When it was originally built, the Walker Center had just one bathroom on each floor— all men's rooms, of course, as usually only men worked outside the home in 1911.

Fortunately for tenants in the newly renovated Walker Center,

the building's new owners strayed from their commitment to staying completely true to the historic aspect of the Walker Center and the multimillion-dollar project includes both modern men's and women's facilities, along with state-of-the-art HVAC and electrical systems.

The underlying goal of the project, however, was to "take a historic building, probably the most historic building south of the temple, and convert it back into its heyday from the outside and convert it into class A office space on the inside," said W. James Tozer Jr., a principal in Vectra Management Group, which formed Walker Center Associates to buy the building in April 2006 for an undisclosed sum.

After more than a year of construction, and some $15 million in project costs, Walker Center principals hosted an open house Thursday afternoon in advance of an evening Salt Lake Chamber of Commerce event.

The building's most visible tenant, Far West Bank, opened for business Thursday on the ground floor of the 110,000-square-foot building. The space is the 18th Utah location for the bank, which was founded in Provo, and will offer personal, business and commercial banking services.

"This is not what you'd call a traditional bank," Far West president and CEO Bob Daugherty said while leading a tour of the new space.

The branch has a "tech center" for customers to conduct online banking and surf the Web while looking out onto Main Street. Meanwhile, tellers — or "personal bankers" as they're called at Far West — and an on-site mortgage lender will offer more personal service.

The renovation project also included restoration of the Walker Brothers Bank vault, which is guarded by the original 5,000-pound door.

"It was really important to us to keep everything as original as it possibly could be, so we took extra time and effort to do that," said Nicole Sherman, executive vice president for Far West Bank.

Ultimately, the Walker Center will house 30 to 40 tenants over 16 floors. Only 750 feet of finished space is still not leased, Tozer said. Parts of the building remain under construction, including ground-level space that will ideally house a retail outlet such as a restaurant, said Chris Kirk with CommerceCRG, the building's leasing agent.

"It's inviting from the street," Kirk said. "This is really the core for downtown."

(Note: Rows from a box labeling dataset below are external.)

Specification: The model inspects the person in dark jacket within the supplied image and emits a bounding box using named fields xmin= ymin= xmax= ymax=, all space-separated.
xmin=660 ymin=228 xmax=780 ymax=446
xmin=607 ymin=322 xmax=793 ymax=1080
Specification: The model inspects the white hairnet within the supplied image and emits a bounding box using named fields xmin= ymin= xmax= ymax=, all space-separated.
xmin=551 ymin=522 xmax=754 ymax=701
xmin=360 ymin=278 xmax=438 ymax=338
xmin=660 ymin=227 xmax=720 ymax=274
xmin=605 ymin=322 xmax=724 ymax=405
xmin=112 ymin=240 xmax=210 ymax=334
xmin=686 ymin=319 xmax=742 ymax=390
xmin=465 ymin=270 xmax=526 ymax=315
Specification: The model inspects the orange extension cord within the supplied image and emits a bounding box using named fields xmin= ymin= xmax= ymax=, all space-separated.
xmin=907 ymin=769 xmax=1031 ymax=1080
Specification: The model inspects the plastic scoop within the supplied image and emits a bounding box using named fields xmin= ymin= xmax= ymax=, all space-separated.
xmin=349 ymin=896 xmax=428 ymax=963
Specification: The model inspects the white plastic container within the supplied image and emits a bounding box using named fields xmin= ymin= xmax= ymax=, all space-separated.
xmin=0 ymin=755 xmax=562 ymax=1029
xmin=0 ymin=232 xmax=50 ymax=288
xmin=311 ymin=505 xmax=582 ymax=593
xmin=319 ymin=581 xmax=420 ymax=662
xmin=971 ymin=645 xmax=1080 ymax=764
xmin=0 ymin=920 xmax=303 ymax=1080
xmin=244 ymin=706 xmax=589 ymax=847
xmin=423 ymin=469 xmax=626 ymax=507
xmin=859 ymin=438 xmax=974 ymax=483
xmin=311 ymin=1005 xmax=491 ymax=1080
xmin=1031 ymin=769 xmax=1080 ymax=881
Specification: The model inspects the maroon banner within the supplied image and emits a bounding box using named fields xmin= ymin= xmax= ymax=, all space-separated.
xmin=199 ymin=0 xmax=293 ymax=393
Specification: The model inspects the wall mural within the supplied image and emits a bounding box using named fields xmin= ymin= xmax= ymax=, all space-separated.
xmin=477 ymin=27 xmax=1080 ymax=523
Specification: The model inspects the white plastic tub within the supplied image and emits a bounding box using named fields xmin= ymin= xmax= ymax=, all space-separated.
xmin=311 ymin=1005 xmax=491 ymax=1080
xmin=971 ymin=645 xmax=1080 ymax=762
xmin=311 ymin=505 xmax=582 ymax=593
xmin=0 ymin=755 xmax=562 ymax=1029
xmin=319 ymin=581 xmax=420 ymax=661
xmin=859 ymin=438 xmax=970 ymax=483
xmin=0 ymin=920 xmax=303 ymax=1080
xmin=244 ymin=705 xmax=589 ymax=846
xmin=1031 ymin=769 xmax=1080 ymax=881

The Walker Center also features a two-story lobby and a 419-stall parking garage with a sixth-floor skybridge that provides direct access into the building. It will also, eventually, include a replica of the building's historic 64-foot weather tower that has served as a weather indicator for downtown residents for nearly three decades.

Installation of the tower has been postponed several times, but Tozer said the current plan is to place it atop the building beginning Dec. 1 and complete electrification as quickly as possible.

"We're hoping we can turn it on by Christmas," he said. "We're all looking forward to that."